Two Windrush campaigners have said they felt humiliated and baffled after being refused access to the Conservative party conference in Manchester despite having been granted full accreditation at a cost of £225 each.
Anthony Brown, co-founder of the Windrush Defenders group, told the Guardian that when he went to collect his pass he was instead met by one of Boris Johnson’s advisers, who only allowed him to attend chaperoned, to be introduced to people selected by No 10.
Julia Davidson, who works with Windrush families in Peterborough, was allowed into the event on Sunday but turned away on Monday. She said Johnson’s aide Myles Stacey told her there were concerns they might protest in the venue.
Brown and Davidson completely reject this, saying they had only planned to meet contacts including a Conservative councillor, and be introduced to other people who might be able to assist their campaign, the sort of activity ubiquitous in party conferences.
Brown, who did a law degree after being wrongly targeted for deportation from the UK, where he had moved as a six-year-old in 1967, said he felt “disgusted” at his treatment and was never told why he was not allowed in without an escort.
“I can guess why,” he said. “I just think they don’t want Windrush to be an issue, that we might detract from what the conference is meant to be about.”
Davidson, a former Labour councillor in Peterborough, said she felt humiliated to be turned away from the conference. She said Stacey, a special adviser to Johnson who joined No 10 in April, told her: “You’ve got to know about the Ts and Cs [terms and conditions] about banners, whistles, those kind of things.”
“We never came with any of that,” said Davidson. “It was about engagement – being able to go to the conference and just talk to people, like lots of groups do. But that opportunity was denied.”
Brown said when he went to fetch his pass from the collection point just outside the conference he was initially told he needed an extra police check, before Stacey suddenly arrived.
“He said: ‘You’re booked into the conference – what was it you wanted to do?’ I said: ‘Well, meet people, network, talk.’” Stacey offered instead to give him access to “any minister you want” to discuss his campaign issues, an offer Brown said “seemed a bit surreal”.
Still keen to go to the conference, Brown tried again to collect his pass, at which point Stacey again arrived, explaining that his offer of cooperation was dependant on Brown not going to the conference.
Eventually, Brown and Davidson were allowed in on Monday, but were constantly chaperoned by Stacey, who introduced them to attendees of his choice.
“It was like when journalists go to China and they’ve got a minder. I thought – is this for real?” Brown said. “Myles is a very nice chap, but we didn’t get to do what had come to do, which was meet up with our friends and be introduced to people. We were introduced to people Myles knew.”
Davidson asked if she could return on Tuesday, but was refused. An email to her from Stacey, seen by the Guardian, said she and Brown had been allowed in on Monday “as day guests” because there was capacity. It added: “We will refund the payments you have each made for your passes. The passes you have won’t work tomorrow or the day after.”

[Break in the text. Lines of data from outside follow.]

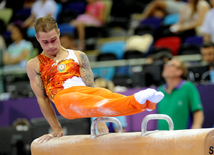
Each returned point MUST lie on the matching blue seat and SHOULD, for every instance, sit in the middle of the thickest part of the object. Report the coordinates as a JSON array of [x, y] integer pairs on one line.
[[195, 40], [152, 21], [104, 72], [66, 28], [171, 19], [115, 47]]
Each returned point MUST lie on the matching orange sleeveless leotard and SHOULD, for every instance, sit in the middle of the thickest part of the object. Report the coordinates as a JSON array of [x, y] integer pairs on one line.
[[82, 101]]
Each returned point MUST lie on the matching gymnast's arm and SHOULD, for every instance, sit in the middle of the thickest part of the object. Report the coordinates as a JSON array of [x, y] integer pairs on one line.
[[43, 100], [88, 78]]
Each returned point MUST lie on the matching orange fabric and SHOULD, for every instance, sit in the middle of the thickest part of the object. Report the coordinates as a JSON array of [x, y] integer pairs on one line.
[[82, 102], [55, 74]]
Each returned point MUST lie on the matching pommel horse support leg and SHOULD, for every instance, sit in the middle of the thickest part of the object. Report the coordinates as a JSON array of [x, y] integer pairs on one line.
[[172, 142]]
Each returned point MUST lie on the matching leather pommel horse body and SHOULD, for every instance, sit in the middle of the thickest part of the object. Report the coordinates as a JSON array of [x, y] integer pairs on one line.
[[172, 142]]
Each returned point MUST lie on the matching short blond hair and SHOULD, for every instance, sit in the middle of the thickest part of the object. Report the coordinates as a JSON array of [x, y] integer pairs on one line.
[[45, 24]]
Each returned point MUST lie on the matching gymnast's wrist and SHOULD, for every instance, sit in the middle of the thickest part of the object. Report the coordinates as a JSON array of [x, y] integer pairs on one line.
[[57, 128]]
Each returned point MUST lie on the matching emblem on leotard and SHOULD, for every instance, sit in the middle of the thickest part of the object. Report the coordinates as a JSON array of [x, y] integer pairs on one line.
[[61, 67]]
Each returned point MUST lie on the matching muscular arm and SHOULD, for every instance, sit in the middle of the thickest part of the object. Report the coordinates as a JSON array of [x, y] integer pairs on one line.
[[85, 69], [43, 101]]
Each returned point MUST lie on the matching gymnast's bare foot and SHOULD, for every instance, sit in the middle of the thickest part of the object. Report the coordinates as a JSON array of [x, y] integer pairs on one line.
[[148, 94]]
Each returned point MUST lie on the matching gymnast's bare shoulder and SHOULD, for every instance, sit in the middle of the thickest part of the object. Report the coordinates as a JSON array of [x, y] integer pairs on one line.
[[33, 66]]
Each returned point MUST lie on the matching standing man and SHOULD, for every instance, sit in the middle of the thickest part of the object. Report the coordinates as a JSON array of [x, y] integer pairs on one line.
[[64, 77], [207, 27], [181, 98]]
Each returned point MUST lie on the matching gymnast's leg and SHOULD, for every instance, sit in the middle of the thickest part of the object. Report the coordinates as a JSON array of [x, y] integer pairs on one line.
[[81, 102]]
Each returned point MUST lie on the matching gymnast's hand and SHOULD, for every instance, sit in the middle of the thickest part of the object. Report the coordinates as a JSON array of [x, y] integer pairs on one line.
[[102, 128], [47, 137]]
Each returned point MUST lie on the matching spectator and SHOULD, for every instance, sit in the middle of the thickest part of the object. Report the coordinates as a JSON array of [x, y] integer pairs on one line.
[[41, 8], [207, 28], [181, 98], [207, 53], [94, 16], [20, 50], [67, 41], [163, 56], [108, 84]]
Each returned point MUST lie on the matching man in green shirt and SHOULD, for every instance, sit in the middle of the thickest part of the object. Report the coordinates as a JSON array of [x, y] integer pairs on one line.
[[181, 98]]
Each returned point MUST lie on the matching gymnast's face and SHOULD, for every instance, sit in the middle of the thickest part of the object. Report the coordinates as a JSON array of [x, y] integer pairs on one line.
[[49, 41], [172, 69], [208, 54]]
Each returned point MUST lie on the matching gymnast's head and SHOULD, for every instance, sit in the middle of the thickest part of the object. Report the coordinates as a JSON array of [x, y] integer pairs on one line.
[[48, 35], [45, 25]]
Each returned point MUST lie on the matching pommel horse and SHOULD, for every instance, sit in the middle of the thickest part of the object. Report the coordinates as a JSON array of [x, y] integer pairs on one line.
[[170, 142]]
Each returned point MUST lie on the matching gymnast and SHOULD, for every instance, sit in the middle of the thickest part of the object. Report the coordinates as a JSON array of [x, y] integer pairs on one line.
[[64, 77]]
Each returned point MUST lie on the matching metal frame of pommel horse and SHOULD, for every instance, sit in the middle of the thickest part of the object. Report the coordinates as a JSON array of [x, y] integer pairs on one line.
[[172, 142]]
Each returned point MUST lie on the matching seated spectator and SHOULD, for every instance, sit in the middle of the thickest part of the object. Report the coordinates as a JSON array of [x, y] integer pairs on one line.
[[191, 18], [108, 84], [40, 8], [2, 48], [94, 16], [160, 9], [207, 53], [181, 98], [163, 56], [20, 50], [207, 28], [67, 41]]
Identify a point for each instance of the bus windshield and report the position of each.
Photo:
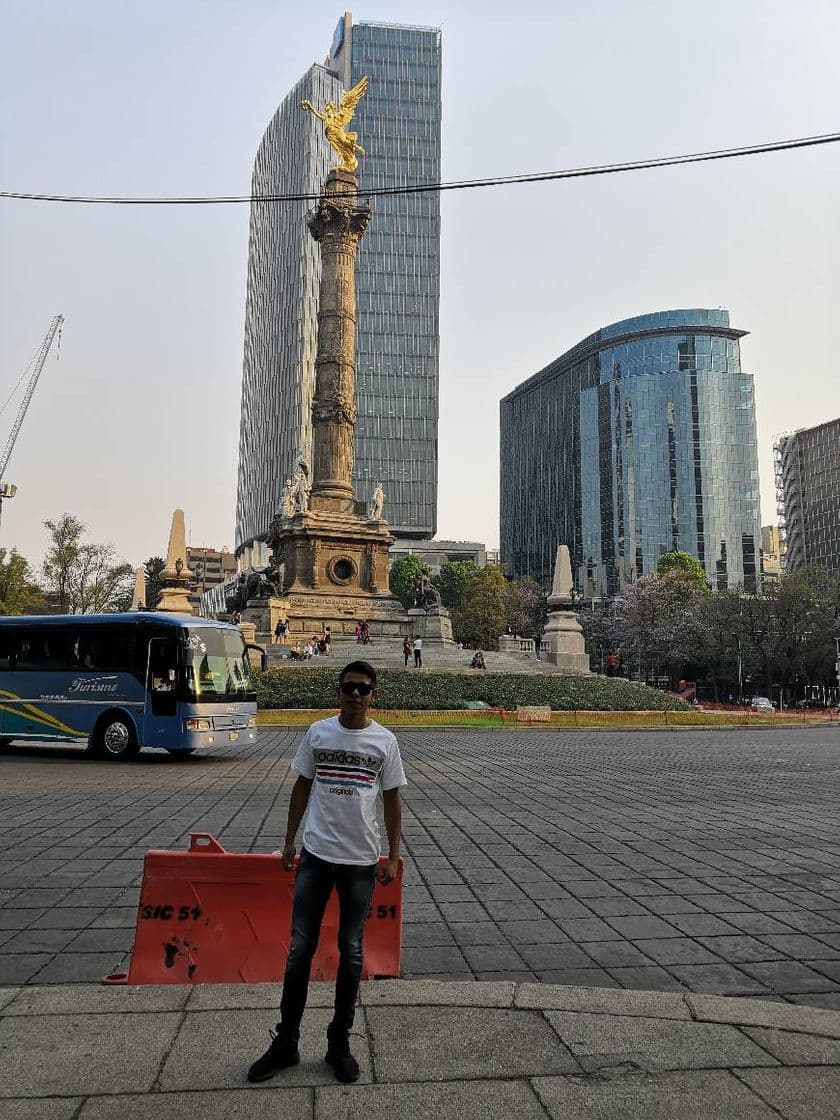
(216, 665)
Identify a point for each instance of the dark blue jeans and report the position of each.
(313, 887)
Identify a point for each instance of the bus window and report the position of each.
(38, 651)
(109, 650)
(162, 675)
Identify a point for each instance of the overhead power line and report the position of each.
(500, 180)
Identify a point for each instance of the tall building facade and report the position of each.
(637, 441)
(398, 282)
(808, 488)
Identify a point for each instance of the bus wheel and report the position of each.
(114, 739)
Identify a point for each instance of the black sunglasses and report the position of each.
(350, 687)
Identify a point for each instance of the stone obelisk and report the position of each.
(176, 577)
(563, 635)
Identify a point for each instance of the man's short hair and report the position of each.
(362, 668)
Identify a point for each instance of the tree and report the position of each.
(662, 623)
(100, 582)
(84, 578)
(19, 594)
(154, 568)
(526, 608)
(686, 566)
(404, 576)
(62, 557)
(454, 580)
(483, 615)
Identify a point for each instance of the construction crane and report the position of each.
(9, 490)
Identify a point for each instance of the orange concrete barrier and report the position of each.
(212, 916)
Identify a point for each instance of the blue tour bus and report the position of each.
(121, 682)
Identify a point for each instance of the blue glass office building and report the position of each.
(638, 440)
(398, 281)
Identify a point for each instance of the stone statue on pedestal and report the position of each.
(376, 503)
(176, 577)
(563, 634)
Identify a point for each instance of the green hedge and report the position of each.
(316, 688)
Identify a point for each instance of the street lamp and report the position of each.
(7, 490)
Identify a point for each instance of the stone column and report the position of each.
(338, 224)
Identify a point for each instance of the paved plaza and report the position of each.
(668, 861)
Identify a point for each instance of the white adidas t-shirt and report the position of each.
(348, 768)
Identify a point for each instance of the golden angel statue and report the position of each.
(335, 119)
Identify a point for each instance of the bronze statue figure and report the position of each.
(335, 120)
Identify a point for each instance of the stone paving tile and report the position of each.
(493, 959)
(77, 1054)
(655, 1045)
(262, 1103)
(762, 1014)
(650, 1005)
(668, 905)
(581, 977)
(236, 1038)
(39, 941)
(81, 968)
(798, 1093)
(793, 1048)
(427, 933)
(554, 957)
(434, 959)
(830, 969)
(740, 949)
(675, 951)
(453, 1100)
(718, 979)
(616, 954)
(653, 1097)
(637, 927)
(92, 999)
(56, 1108)
(20, 968)
(790, 977)
(758, 924)
(588, 929)
(477, 933)
(802, 945)
(646, 978)
(818, 922)
(697, 925)
(479, 1043)
(14, 917)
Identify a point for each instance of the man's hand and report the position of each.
(386, 871)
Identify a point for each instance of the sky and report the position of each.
(140, 411)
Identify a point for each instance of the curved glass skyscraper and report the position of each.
(398, 285)
(638, 440)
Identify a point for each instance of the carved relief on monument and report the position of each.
(342, 570)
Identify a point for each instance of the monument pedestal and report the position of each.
(563, 635)
(566, 644)
(335, 574)
(434, 626)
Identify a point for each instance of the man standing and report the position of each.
(343, 764)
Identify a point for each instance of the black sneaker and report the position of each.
(344, 1065)
(280, 1054)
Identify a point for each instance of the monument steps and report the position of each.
(386, 653)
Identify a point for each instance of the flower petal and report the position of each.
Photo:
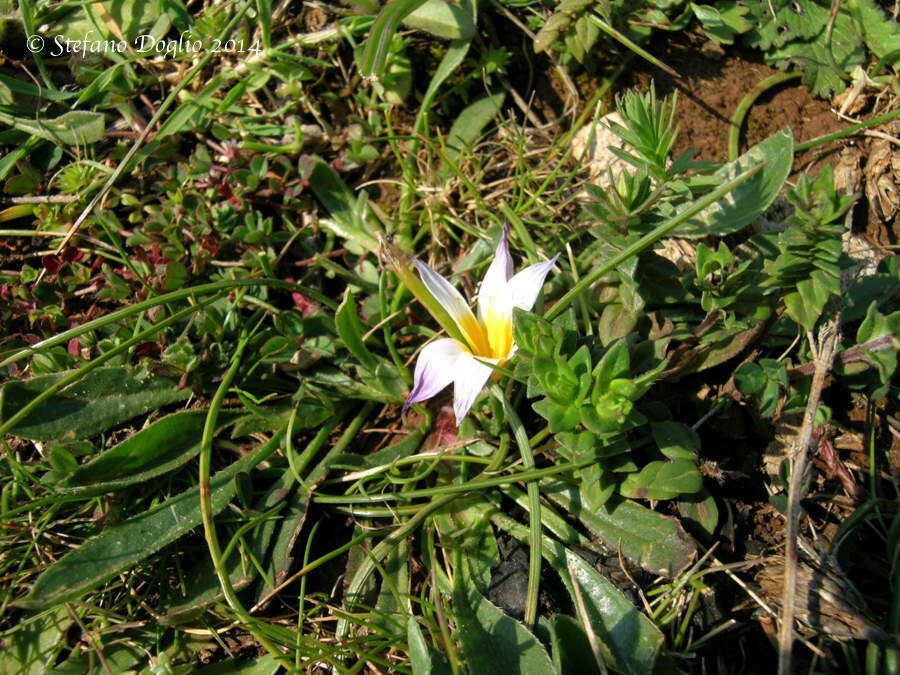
(525, 286)
(435, 369)
(468, 381)
(452, 301)
(500, 269)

Davidson said that as well as the £225 spent on her pass, she had spent her own money on travel and five nights in a hotel, totalling many hundreds of pounds.
She said: “I’m very disappointed. I’m here to represent the community I serve. If there was a problem, why didn’t they tell me when I applied for accreditation? How can I go back to the organisation, and the people they’re supporting, and tell them this?”
A Conservative party spokesperson said: “Windrush Defenders Legal were able to attend Conservative party conference yesterday.”
The party declined to say why the campaigners were not allowed into the conference independently, or whether they would be compensated for their other costs.